Organisations can use this reported intelligence to update their defences to better protect themselves from cyber threats.
This data is also used by the police to evaluate and track trends in cyber crime. This helps police to prepare and protect organisations, as well as pursue and prosecute cyber criminals. Making the UK secure and resilient to cyber threats, prosperous and confident in the digital world.
Q: What is suspicious activity?
Police CyberAlarm identifies suspicious activity as network traffic which is blocked by the member organisation’s firewall or that is believed to be unwanted. This will include activity where the suspect is attempting to scan for vulnerable ports or making repeated attempts to gain access to an organisation’s system using known attack methods.
Q: What restrictions will be placed on the use of such data?
Only communications data pertaining to suspicious activity will be collected and, to the extent that any data is mis-identified, this will not be stored and will be erased as soon as possible. Restrictions will be imposed in relation to the use of data collected to ensure compliance with legal obligations.
Is your business cyber secure? Sign up for our FREE core membership and strengthen your resilience to online crime and cyber attacks.
Q: How long will Police CyberAlarm store the data for?
Logs collected by the Data Collector are analysed by the collector as they are received to remove any obviously nonmalicious logs. These events are not sent to the Central Server.
Once logs arrive at the central server they are analysed within minutes (even seconds) of the event being received by the collector, both individually and against the Central Server, to determine if these logs are malicious.
For example, a log which is a request to connect using port 3389 may be deemed as non-malicious. However if the Central Server correlates that the same IP address made rejected requests to port 3388, 3387, 3386, etc. then this would become part of a potentially malicious port scan.
Any log which, following analysis, at both the Data Collector and the Central Server is still deemed to be non-malicious within 24 hours of arrival at the Central Server will be deleted.
The maximum amount of time that a non-malicious log is within the system would be circa 24hours. However, in order to allow for circumstances such as maintenance or system updates, the maximum time the logs may be kept is up to 5 working days before deletion.

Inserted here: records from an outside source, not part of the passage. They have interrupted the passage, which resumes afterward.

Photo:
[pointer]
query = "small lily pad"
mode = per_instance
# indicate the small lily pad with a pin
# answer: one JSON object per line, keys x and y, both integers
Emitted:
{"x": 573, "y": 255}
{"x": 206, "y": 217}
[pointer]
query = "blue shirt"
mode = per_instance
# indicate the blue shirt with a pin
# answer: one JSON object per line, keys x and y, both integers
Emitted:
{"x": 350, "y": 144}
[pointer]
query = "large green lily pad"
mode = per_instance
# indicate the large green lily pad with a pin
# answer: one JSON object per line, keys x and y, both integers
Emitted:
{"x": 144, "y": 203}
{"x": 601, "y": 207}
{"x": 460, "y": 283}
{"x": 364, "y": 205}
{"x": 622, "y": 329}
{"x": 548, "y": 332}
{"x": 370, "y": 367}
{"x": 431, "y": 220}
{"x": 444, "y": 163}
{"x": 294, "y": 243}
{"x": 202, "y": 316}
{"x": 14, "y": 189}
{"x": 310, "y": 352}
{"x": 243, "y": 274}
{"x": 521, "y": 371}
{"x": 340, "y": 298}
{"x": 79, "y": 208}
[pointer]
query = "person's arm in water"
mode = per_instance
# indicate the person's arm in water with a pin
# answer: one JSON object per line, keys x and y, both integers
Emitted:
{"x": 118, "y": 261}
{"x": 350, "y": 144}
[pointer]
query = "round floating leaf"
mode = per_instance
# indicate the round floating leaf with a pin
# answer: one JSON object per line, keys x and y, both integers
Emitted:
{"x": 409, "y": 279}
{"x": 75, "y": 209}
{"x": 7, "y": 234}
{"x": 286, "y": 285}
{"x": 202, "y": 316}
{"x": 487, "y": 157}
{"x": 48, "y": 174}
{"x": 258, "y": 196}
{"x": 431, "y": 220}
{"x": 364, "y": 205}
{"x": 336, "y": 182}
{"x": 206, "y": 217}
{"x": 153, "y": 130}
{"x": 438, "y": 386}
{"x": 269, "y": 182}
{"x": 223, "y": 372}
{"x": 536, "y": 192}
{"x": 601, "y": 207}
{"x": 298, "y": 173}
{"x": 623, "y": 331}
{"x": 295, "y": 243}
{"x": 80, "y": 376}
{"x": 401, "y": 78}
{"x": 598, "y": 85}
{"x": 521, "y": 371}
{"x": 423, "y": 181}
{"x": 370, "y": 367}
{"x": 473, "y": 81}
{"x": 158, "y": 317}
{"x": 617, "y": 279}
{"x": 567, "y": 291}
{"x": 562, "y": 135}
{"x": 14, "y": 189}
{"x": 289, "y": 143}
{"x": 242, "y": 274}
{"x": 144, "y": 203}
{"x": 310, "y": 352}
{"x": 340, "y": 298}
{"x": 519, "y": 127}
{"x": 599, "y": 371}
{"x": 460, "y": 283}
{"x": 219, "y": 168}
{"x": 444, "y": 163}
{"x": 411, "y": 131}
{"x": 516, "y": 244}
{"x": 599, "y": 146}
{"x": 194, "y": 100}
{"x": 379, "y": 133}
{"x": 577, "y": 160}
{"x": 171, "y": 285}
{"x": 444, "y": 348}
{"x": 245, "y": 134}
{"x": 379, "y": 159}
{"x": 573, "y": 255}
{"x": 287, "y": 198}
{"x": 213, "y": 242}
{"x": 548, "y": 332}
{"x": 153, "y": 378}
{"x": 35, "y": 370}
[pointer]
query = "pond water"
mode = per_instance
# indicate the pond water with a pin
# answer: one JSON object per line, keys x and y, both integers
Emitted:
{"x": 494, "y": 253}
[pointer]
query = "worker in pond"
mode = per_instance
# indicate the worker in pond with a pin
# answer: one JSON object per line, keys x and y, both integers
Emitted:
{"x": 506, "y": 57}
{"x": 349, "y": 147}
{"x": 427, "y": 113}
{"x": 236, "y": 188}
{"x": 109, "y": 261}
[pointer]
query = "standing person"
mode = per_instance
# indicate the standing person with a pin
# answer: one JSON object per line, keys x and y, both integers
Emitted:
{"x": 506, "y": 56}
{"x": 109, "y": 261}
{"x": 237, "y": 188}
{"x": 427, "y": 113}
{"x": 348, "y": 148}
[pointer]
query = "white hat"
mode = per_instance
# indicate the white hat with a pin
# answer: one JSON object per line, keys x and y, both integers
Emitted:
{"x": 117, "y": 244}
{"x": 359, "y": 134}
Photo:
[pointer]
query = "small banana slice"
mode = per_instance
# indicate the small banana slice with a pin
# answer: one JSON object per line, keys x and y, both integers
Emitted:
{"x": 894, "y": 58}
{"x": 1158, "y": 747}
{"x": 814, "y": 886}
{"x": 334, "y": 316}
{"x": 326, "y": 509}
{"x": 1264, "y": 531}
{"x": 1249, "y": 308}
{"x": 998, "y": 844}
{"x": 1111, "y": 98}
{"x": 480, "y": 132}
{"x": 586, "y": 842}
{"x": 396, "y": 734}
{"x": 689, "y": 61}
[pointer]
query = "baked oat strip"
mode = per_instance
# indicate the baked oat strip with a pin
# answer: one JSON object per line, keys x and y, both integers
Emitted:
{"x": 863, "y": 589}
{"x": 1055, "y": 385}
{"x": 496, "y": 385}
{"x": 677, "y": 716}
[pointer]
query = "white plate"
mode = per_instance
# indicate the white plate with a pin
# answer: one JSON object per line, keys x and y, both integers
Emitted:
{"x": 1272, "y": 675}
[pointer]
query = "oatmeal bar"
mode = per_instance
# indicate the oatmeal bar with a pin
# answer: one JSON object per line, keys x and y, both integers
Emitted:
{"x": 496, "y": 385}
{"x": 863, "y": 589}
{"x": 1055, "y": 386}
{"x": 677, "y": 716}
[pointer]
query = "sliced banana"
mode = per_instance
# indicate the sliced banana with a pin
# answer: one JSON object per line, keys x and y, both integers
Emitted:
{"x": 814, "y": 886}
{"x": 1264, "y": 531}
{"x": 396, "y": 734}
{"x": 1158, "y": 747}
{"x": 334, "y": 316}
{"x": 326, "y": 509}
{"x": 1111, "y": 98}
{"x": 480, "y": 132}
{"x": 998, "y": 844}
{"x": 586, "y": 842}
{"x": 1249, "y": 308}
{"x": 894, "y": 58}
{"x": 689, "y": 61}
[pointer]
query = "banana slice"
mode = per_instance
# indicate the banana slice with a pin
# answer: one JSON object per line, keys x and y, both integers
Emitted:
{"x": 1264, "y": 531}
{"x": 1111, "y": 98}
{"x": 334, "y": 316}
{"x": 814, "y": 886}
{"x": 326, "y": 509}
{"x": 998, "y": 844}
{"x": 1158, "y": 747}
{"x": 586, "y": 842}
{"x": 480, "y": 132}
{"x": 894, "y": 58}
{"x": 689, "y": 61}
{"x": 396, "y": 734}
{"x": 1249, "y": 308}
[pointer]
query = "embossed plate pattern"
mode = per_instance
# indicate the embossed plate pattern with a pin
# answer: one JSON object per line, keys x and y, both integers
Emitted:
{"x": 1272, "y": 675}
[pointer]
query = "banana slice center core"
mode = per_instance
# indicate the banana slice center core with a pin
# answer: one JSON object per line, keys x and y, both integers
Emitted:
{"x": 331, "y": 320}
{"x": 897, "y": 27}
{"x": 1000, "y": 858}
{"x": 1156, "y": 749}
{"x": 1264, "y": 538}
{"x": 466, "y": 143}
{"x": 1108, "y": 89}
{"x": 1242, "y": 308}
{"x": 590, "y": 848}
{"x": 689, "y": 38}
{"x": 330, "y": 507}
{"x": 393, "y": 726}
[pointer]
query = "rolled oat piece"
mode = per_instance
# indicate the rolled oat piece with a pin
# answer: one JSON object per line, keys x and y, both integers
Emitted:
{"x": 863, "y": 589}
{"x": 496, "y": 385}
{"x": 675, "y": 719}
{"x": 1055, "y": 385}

If a log file, deemed as suspicious, has no further activity within a 9 month period the relevance of the data is reduced and its retention is no longer considered to be necessary or proportionate. All suspicious logs collected by the system are deleted on a 9-month cycle.
Q: Why does anything need to be installed onsite?
The log messages from internet facing devices are not encrypted. To ensure security Police CyberAlarm installs a small collector on your network. Typically this would be installed within your DMZ to gather the data from suspicious and or malicious traffic. The data is then encrypted and compressed before being securely transmitted to the Police CyberAlarm central processing servers.
Q: Does Police CyberAlarm need to be installed on every device in the organisation?
No, Police CyberAlarm is a stand-alone system which sits in its own server environment. The collector gathers and encrypts the suspicious data from your internet gateway before sending it back to the central Police CyberAlarm processing servers. No software need be installed on any other devices and multiple gateways can feed data to a single Police CyberAlarm collector.
Q: How does Police CyberAlarm handle VPN/encrypted bits of traffic?
As Police CyberAlarm does not collect any of the transmitted data, encrypted data and VPN traffic has no impact on the ability of the Police CyberAlarm system to collect metadata of suspicious traffic.
Does the Police CyberAlarm system take any action to prevent attacks? Police CyberAlarm is a monitoring system and as such does not interfere with any of the traffic on your internet gateways.
Responsibility for decisions on how to action any reported data is solely owned by the member organisation.